The wise, elderly traveler sat in contemplation for several moments, and then approached one of the rabbis at the front of the synagogue and whispered in his ear. Soon all the leaders of the community were talking quietly, and then suddenly there was a loud clap on the lectern, and one of them spoke. “This man who is visiting our town says that he has a plan. He will travel to the Sultan immediately to try and save us. If he is successful, we will rejoice. However, if he fails, he will tell the Sultan that he acted alone. Meanwhile, we will continue to pray for his success!”

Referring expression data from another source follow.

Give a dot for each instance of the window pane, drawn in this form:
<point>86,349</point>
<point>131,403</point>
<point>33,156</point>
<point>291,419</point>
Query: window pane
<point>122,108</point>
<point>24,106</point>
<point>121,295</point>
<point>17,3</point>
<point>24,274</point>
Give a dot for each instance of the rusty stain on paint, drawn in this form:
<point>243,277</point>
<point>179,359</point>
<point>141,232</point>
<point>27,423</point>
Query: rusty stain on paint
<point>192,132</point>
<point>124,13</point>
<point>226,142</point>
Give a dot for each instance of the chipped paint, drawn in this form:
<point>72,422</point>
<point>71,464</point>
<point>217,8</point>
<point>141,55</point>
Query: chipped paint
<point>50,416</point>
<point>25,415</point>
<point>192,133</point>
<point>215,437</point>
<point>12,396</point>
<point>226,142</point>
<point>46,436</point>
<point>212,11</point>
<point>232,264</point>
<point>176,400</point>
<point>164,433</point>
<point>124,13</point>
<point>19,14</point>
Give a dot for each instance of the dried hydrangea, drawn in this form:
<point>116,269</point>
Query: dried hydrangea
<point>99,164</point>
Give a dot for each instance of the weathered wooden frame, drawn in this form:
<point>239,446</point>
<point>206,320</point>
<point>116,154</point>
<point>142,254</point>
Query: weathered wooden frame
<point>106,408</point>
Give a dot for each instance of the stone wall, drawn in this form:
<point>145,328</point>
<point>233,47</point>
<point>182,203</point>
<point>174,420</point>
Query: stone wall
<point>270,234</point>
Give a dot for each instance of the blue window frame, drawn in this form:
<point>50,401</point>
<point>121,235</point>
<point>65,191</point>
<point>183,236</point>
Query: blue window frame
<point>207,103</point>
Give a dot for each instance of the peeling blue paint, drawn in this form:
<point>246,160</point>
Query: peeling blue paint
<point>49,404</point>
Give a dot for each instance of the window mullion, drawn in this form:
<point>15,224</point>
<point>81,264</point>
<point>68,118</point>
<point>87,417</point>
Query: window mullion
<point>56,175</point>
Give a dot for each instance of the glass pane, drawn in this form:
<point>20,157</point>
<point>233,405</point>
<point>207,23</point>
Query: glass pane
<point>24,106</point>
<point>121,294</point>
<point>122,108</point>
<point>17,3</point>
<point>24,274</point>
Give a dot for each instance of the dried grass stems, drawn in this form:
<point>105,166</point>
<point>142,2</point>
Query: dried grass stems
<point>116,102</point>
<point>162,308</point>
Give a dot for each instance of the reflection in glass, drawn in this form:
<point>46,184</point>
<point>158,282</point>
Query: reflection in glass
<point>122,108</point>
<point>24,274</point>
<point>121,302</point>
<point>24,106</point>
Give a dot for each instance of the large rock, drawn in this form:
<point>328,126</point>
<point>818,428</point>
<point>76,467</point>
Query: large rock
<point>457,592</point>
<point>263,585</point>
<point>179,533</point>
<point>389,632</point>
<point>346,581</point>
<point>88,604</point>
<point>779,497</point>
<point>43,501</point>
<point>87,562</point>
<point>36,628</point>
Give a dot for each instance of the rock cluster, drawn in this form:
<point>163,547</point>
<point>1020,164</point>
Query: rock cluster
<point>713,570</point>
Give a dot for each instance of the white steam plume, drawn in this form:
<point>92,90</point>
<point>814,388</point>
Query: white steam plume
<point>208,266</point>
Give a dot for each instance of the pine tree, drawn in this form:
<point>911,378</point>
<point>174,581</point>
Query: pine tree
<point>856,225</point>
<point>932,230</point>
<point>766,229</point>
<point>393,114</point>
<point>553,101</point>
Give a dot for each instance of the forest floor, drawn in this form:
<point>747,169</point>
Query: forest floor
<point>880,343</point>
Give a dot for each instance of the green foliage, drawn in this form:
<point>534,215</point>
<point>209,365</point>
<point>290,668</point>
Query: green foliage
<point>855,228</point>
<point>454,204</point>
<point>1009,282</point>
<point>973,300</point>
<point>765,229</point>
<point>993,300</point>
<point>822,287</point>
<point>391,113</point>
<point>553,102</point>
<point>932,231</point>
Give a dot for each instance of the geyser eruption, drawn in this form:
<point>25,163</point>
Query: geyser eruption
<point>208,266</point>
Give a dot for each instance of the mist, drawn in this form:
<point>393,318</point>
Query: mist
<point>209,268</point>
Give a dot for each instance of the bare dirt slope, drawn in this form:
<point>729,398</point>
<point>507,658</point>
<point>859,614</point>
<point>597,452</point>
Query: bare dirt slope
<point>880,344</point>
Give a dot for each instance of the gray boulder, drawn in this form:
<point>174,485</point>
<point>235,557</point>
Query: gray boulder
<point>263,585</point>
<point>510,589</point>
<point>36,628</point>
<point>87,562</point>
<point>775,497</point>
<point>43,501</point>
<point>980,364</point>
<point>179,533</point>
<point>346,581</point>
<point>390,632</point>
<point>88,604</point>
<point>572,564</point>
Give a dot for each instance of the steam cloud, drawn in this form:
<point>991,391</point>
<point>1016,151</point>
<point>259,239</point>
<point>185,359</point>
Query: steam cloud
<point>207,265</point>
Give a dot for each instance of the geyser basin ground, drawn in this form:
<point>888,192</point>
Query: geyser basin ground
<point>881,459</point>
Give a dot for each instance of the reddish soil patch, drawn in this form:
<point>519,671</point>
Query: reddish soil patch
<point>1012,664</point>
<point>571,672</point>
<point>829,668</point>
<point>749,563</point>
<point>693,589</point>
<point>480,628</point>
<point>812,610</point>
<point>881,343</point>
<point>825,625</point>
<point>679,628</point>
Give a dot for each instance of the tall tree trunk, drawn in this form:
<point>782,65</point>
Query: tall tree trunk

The man headed for the palace, pounded on the entrance gate, and said, “I am a Jew who can do miracles, and I demand to see the Sultan immediately.” Before long, he found himself face to face with the ruler of Baghdad. “So,” said the Sultan, “You claim you can do miracles like Moses. What can you do?”
Dozens of people, from the baker and the court jester to the royal guards and advisors, stared at the old man with the white beard and piercing eyes. “If you would be so kind,” said he, “I will perform a miracle akin to those which Moses himself did. Before your very eyes, I will cut off a man’s head with a sword, and then put him back together and make him live!”
The Sultan smiled nervously and glanced around, not knowing what to think or make of the situation. Perhaps the fellow was completely crazy. Or perhaps he was telling the truth. After all, the he seemed extremely confident, and spoke with such conviction. What if he was telling the truth? If he doubted him, then who knows what kind of wrath would be unleashed on the Sultan and his kingdom.
He continued, “There is but one condition. The man whose head I cut off must be truly wise. In fact, he must be the wisest man in the realm. If not, his head will not properly reattach.”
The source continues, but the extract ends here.